John Jay Science and Engineering Academy is a magnet school in San Antonio, Texas (United States).

The Principal of the Academy is Teresa Cuellar, and the Vice Principal is Crystal Mitchell.

In 2009, the school was rated "academically acceptable" by the Texas Education Agency.

==NCSSSMST==
The John Jay Science and Engineering Academy has been an affiliate member of the National Consortium for Specialized Secondary Schools of Mathematics, Science and Technology since 1997. Over the years, students and faculty have participated in Student Conferences, Science Research Symposium, and Professional Conferences at schools, colleges and universities throughout the country.

==Extra-curricular student activities==
Students are required to do a science fair research project for both freshman and sophomore years of their education. In the students junior and senior year they then have the choice between Science Fair, History Fair, ACE Mentorship, Independent Study Mentorship (ISM), or Robotics. It is encouraged for students to take part in one or more extra-curricular activities relating to research, engineering, and social sciences. Among these are the Science Fair Research Team, History Fair Research Team, Academic Decathlon Team, Science UIL Team, Model United Nations Team, World Quest Team, and Robotics Team.

The school is also home to a fine arts program.

The AFJROTC is a program both locally and nationally.
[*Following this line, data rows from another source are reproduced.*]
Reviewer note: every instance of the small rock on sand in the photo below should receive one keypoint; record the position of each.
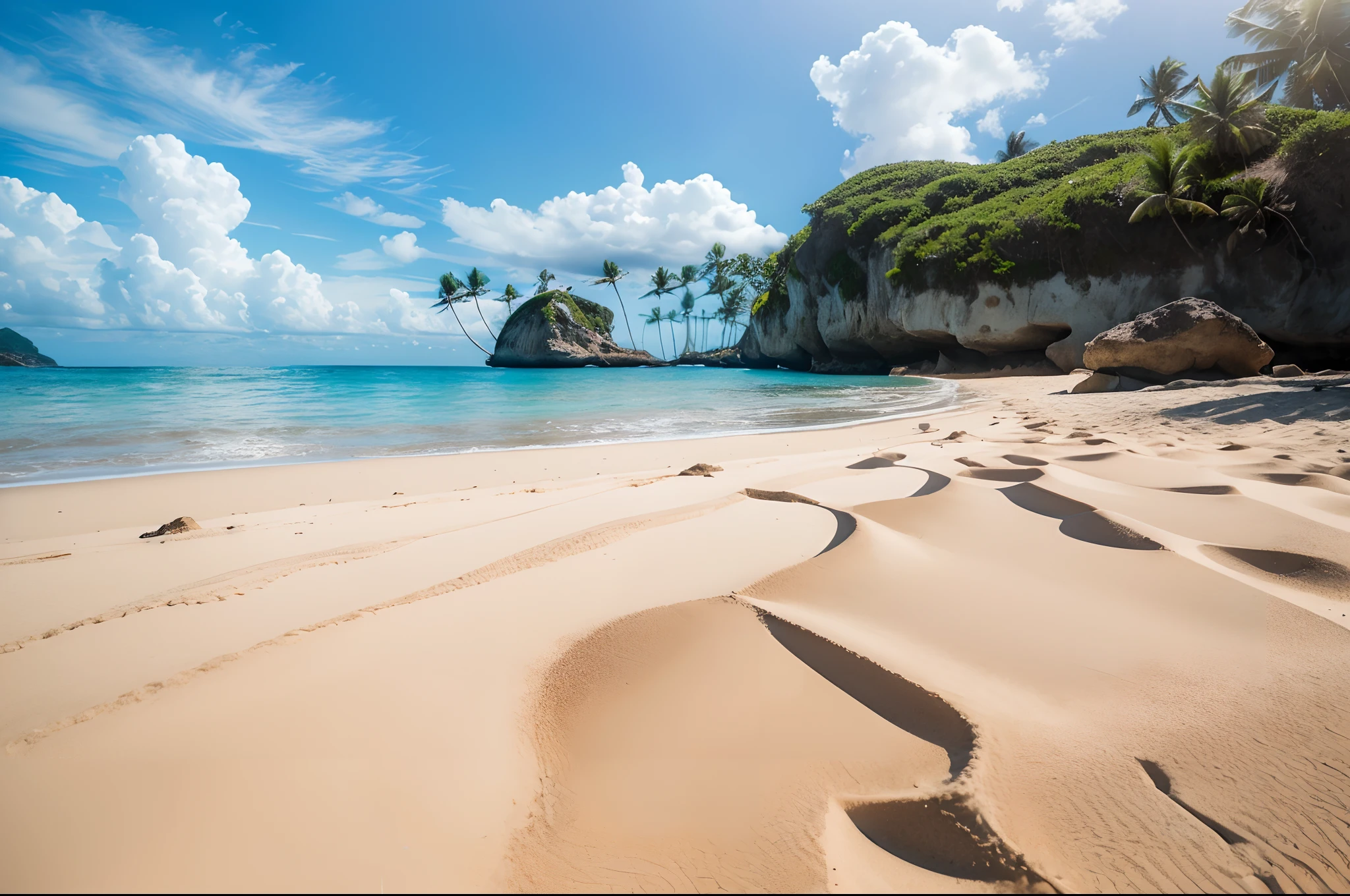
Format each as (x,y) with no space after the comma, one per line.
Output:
(1097,382)
(701,470)
(175,526)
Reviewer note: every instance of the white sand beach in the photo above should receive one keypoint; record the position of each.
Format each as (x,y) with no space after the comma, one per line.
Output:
(1084,642)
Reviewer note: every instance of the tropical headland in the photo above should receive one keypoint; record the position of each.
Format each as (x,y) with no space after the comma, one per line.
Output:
(1084,628)
(953,269)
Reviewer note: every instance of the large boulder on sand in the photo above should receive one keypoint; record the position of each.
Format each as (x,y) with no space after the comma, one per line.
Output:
(1190,333)
(560,329)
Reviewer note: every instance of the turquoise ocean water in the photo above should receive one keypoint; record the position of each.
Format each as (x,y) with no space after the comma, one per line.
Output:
(82,423)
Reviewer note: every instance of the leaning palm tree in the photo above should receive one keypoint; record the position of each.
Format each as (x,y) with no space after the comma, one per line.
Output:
(688,275)
(671,316)
(715,262)
(1252,207)
(1017,145)
(1169,176)
(452,293)
(655,318)
(730,311)
(1230,114)
(475,285)
(1164,88)
(686,305)
(613,273)
(663,283)
(1307,42)
(544,280)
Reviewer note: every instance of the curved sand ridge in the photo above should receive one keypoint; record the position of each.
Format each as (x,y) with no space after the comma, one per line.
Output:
(1044,642)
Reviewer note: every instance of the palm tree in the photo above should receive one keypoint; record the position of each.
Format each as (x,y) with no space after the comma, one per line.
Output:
(1017,145)
(613,273)
(686,305)
(1230,113)
(730,310)
(450,294)
(689,274)
(671,316)
(474,287)
(1164,88)
(1169,176)
(655,318)
(1250,208)
(663,283)
(510,296)
(716,262)
(1306,41)
(544,280)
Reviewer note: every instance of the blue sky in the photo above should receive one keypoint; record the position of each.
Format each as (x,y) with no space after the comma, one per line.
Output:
(328,161)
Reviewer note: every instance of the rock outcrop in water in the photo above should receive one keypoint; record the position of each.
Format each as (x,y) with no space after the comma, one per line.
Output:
(16,351)
(560,329)
(1009,265)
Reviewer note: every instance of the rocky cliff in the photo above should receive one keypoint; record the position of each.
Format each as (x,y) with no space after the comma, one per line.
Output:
(16,351)
(1025,261)
(560,329)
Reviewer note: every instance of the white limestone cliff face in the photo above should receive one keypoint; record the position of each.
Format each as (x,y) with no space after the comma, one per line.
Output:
(1271,291)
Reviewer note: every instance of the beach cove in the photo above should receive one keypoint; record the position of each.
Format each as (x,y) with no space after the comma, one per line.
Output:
(1033,641)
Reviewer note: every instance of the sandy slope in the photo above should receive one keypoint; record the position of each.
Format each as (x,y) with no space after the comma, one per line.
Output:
(1045,641)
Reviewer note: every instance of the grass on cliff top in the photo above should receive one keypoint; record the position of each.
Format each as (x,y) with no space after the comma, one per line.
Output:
(947,221)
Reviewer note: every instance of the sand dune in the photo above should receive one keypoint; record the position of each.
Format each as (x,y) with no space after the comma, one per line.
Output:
(1043,641)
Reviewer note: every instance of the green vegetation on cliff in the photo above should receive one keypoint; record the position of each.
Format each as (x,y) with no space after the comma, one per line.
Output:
(951,225)
(582,311)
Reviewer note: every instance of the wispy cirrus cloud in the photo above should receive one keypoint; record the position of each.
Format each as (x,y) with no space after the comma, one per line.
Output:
(369,210)
(245,101)
(49,119)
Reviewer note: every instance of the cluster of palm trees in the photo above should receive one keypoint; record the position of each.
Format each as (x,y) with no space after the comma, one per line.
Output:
(1303,42)
(726,278)
(722,277)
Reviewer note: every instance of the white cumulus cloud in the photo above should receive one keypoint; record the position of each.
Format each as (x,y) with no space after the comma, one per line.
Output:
(47,256)
(400,248)
(671,223)
(369,210)
(901,95)
(180,271)
(1079,19)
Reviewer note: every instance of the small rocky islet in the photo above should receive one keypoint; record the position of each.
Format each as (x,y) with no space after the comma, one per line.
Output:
(945,269)
(18,351)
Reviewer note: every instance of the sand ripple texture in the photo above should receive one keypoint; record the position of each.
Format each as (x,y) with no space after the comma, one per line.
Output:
(985,652)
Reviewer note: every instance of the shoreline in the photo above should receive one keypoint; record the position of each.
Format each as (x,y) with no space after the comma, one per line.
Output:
(314,482)
(1070,624)
(149,440)
(508,449)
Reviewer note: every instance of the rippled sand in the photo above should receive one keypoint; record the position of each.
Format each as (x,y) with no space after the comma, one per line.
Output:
(1084,642)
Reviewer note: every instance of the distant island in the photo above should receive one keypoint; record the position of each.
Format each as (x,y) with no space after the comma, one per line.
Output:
(1010,267)
(16,351)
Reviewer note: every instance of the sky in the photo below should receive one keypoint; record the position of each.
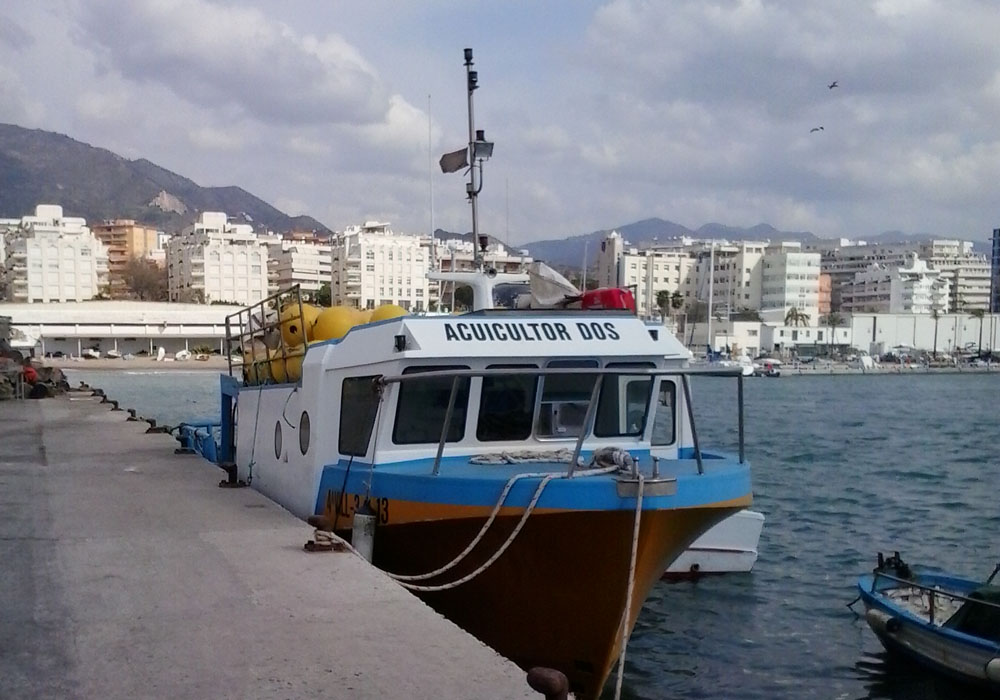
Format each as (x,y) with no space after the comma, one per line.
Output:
(603,113)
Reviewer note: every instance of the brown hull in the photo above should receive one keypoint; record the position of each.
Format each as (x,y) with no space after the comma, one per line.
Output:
(556,597)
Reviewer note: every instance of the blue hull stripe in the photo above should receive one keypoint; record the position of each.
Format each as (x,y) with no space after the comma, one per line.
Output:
(462,484)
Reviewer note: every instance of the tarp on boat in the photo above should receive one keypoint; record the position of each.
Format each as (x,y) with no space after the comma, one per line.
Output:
(976,619)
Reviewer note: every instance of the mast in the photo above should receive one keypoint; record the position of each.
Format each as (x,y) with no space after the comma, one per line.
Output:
(430,181)
(711,292)
(479,150)
(472,79)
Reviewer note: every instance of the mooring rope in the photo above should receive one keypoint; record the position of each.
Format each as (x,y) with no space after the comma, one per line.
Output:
(631,587)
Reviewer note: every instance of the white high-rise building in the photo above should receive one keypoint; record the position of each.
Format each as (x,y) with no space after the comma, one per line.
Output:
(728,272)
(214,260)
(967,271)
(790,278)
(51,257)
(913,288)
(305,264)
(648,271)
(372,265)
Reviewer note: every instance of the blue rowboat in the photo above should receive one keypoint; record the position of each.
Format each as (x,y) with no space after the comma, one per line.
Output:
(946,623)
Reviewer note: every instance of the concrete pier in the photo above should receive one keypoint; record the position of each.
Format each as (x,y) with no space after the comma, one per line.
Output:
(125,572)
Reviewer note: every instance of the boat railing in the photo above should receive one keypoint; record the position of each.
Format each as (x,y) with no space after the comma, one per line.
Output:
(932,591)
(261,321)
(598,373)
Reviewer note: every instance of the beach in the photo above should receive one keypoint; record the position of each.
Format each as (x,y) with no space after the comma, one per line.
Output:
(214,363)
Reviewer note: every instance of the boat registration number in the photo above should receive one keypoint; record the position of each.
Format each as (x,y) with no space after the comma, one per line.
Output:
(350,503)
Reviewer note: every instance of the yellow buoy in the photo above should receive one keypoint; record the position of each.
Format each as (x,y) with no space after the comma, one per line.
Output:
(277,366)
(362,316)
(293,362)
(387,311)
(255,363)
(333,323)
(292,325)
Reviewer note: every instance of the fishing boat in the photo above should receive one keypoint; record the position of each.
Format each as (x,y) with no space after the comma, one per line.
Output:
(529,472)
(944,622)
(729,547)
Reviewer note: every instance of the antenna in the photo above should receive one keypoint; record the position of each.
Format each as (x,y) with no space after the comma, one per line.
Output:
(506,229)
(479,150)
(430,182)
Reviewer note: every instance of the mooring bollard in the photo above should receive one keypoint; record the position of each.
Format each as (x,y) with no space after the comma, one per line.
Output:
(363,532)
(549,682)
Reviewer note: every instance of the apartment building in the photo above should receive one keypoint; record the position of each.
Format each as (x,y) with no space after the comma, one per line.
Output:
(995,273)
(308,265)
(647,271)
(125,240)
(790,279)
(373,265)
(736,278)
(967,271)
(730,274)
(215,260)
(914,288)
(51,257)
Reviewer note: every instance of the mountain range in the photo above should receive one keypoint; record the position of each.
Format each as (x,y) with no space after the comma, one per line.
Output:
(42,167)
(569,252)
(39,167)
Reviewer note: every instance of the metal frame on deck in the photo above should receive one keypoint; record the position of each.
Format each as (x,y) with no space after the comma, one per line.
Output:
(929,589)
(599,374)
(251,322)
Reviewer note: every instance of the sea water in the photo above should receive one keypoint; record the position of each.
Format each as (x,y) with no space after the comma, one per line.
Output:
(843,467)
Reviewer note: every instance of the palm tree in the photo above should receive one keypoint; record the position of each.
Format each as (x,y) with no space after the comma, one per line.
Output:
(663,302)
(979,313)
(796,317)
(676,300)
(935,314)
(832,320)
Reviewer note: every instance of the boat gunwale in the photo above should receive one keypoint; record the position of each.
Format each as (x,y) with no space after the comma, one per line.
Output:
(873,597)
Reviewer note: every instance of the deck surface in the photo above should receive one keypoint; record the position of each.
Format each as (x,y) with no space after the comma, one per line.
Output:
(127,573)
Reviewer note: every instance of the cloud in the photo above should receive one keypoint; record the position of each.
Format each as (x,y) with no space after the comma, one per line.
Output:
(214,53)
(17,105)
(214,139)
(104,106)
(13,34)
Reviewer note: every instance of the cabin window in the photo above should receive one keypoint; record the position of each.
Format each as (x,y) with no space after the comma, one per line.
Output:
(563,405)
(506,405)
(423,404)
(663,420)
(359,401)
(623,403)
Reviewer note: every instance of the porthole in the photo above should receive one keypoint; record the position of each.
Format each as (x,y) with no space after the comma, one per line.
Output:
(304,433)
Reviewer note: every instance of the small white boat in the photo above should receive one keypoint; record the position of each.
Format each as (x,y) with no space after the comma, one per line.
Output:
(729,547)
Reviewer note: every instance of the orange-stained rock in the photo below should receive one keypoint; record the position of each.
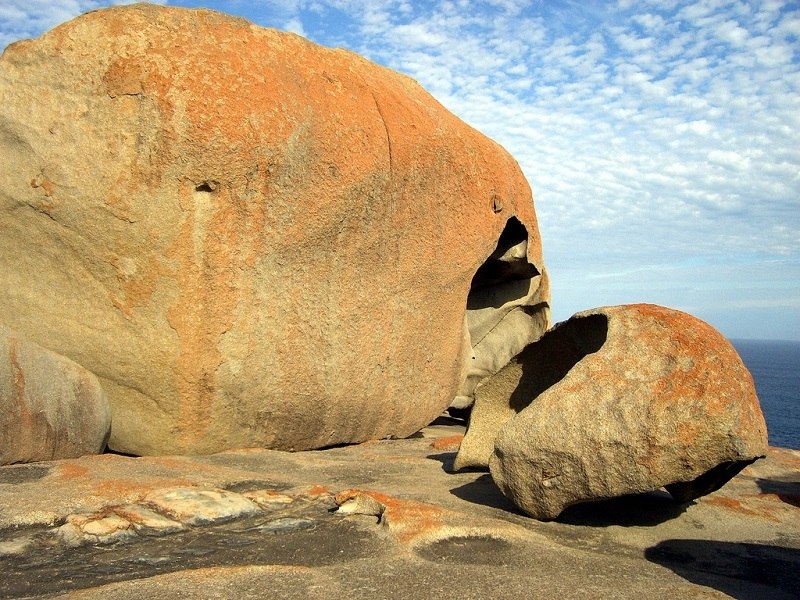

The John Jay Robotics Team is the robotics team at John Jay Science and Engineering Academy. The team participates in two competitions annually. The first of which is BEST (Boosting Engineering Science and Technology). In this competition the team is given a box of supplies and 6 weeks to build a robot with limited supplies provided by BEST. In addition to Robotics at the best competition there are many other aspects of competition that are weighted more heavily than the actual robot. These categories are Project Engineering Notebook, Marketing Presentation and Team Exhibit and Interviews. The official team number is 46. The second competition is FRC (FIRST Robotics Competition). In this competition the team is given another 6 weeks to build a robot, but with fewer restrictions on supplies. These robots must cooperate and compete with other robots on the field during competition. The robot must be able to score points in accordance with that years particular competition. There are many other aspects to this competition like Chairman's Award, Entrepreneurship Award, FIRST Dean's List Award and Safety Animation Award. The Teams official name for FIRST is Team Orion and the number is 3240.